Dean R. Lomax and Sven Sachs (2017)
On the largest Ichthyosaurus: A new specimen of Ichthyosaurus somersetensis containing an embryo.
Acta Palaeontologica Polonica (in press)
A formerly undescribed Ichthyosaurus specimen from the collection of the Niedersächsisches Landesmuseum (Lower Saxony State Museum) in Hannover, Germany, provides valuable new information. The skeleton was collected from the Lower Jurassic strata (lower Hettangian, Blue Lias Formation) of Doniford Bay, Somerset, UK. However, the specimen is a composite as almost the entire tail has been added and other parts are reconstructed. Regardless of the incomplete preservation, the estimated total length of this individual, based on the skull and precaudal length, is between 300 and 330 cm and it is thus the largest unequivocal example of the genus Ichthyosaurus.

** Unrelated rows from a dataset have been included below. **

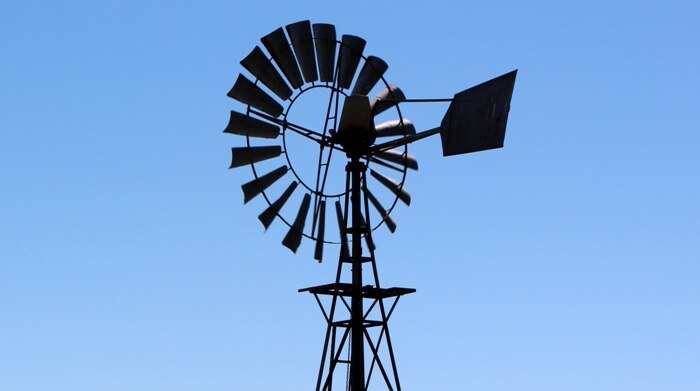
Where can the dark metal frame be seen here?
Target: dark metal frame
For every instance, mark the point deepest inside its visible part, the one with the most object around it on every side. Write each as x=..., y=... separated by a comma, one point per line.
x=359, y=322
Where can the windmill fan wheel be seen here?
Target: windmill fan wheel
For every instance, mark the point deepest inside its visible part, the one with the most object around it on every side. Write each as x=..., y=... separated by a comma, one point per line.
x=303, y=95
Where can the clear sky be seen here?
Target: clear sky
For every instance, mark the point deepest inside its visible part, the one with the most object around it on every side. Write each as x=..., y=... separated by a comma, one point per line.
x=569, y=260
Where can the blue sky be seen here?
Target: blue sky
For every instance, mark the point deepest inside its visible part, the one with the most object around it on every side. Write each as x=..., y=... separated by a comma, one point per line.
x=568, y=260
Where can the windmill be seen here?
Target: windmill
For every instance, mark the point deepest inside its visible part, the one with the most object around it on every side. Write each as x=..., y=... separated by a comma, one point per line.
x=357, y=180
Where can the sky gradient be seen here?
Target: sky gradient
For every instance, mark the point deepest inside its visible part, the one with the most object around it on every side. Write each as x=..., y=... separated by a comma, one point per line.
x=569, y=260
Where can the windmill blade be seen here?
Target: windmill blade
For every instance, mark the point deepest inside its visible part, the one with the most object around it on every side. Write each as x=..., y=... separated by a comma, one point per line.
x=248, y=155
x=395, y=127
x=325, y=42
x=258, y=185
x=371, y=72
x=390, y=223
x=293, y=238
x=259, y=66
x=356, y=115
x=476, y=119
x=344, y=250
x=398, y=157
x=380, y=104
x=244, y=125
x=246, y=92
x=276, y=43
x=368, y=235
x=269, y=214
x=303, y=43
x=348, y=59
x=393, y=186
x=318, y=251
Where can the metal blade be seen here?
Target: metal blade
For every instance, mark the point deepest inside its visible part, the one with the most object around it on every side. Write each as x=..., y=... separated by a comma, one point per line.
x=293, y=238
x=398, y=157
x=245, y=91
x=257, y=186
x=395, y=128
x=303, y=43
x=476, y=119
x=325, y=41
x=356, y=115
x=348, y=59
x=277, y=45
x=382, y=212
x=318, y=253
x=344, y=250
x=368, y=235
x=248, y=155
x=371, y=72
x=392, y=185
x=379, y=103
x=269, y=214
x=257, y=64
x=244, y=125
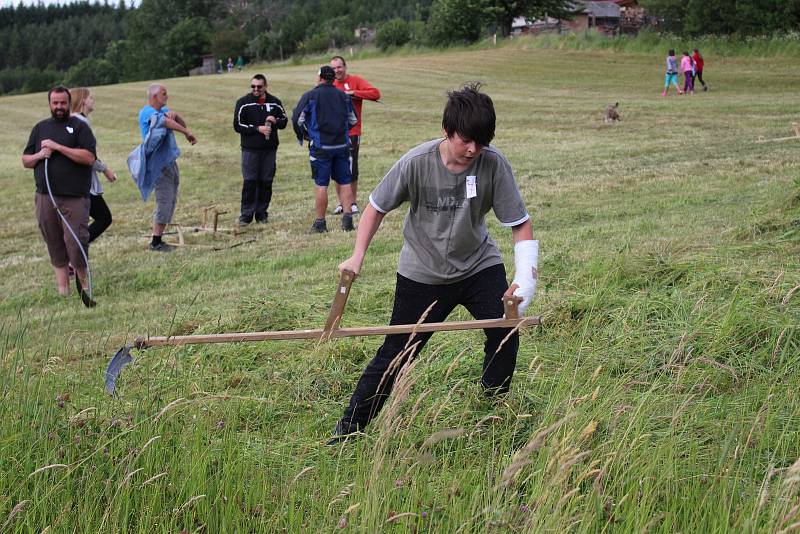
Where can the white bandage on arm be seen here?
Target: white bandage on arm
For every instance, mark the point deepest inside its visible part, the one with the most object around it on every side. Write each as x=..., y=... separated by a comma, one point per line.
x=526, y=260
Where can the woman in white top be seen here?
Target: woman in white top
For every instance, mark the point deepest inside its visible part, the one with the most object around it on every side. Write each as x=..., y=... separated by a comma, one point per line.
x=82, y=105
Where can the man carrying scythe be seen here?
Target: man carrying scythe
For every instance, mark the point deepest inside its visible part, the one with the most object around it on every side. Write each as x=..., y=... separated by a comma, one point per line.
x=447, y=257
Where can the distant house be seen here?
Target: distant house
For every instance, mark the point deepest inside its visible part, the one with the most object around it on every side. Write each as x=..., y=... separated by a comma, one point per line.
x=602, y=16
x=608, y=16
x=209, y=66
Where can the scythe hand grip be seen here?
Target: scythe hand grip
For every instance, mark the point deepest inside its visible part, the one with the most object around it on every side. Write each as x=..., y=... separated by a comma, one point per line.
x=339, y=300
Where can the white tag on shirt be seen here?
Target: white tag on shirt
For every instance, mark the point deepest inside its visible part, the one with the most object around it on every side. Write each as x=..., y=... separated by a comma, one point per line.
x=472, y=188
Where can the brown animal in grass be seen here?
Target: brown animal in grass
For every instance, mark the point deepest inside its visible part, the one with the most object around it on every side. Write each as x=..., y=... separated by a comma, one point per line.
x=612, y=113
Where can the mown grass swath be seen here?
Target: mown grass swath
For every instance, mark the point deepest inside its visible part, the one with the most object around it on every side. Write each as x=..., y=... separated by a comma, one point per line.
x=659, y=395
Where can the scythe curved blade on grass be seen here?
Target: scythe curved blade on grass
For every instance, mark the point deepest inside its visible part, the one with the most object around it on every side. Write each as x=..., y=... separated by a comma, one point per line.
x=331, y=330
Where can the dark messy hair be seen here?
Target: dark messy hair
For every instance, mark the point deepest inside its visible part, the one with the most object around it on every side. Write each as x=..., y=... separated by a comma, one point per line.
x=59, y=89
x=470, y=114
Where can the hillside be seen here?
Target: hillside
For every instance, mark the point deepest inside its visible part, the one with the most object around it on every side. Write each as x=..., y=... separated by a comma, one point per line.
x=661, y=388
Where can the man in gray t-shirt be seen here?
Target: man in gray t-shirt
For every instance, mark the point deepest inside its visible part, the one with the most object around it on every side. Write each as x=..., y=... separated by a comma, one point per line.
x=448, y=258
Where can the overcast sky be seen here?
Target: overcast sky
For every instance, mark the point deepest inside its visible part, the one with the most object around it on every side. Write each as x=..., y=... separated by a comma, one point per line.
x=7, y=3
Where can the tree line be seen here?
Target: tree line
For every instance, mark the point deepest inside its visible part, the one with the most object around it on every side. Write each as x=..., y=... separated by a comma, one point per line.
x=94, y=44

Cranial and postcranial characters, specifically from the maxilla, lacrimal, jugal, the humerus, and the ilium justify a referral to I. somersetensis. A fork-like shape of the proximal end of the ilium is unusual and has not been reported for any species of Ichthyosaurus. Likewise the presence of four elements in the third row of the hindfin, indicated by the presence of a bifurcation is novel for the species and has wider implications for the taxonomic utility of hindfins within the genus. The specimen also bears an embryo, which is only the third embryo known for Ichthyosaurus and the first to be positively identified to species level.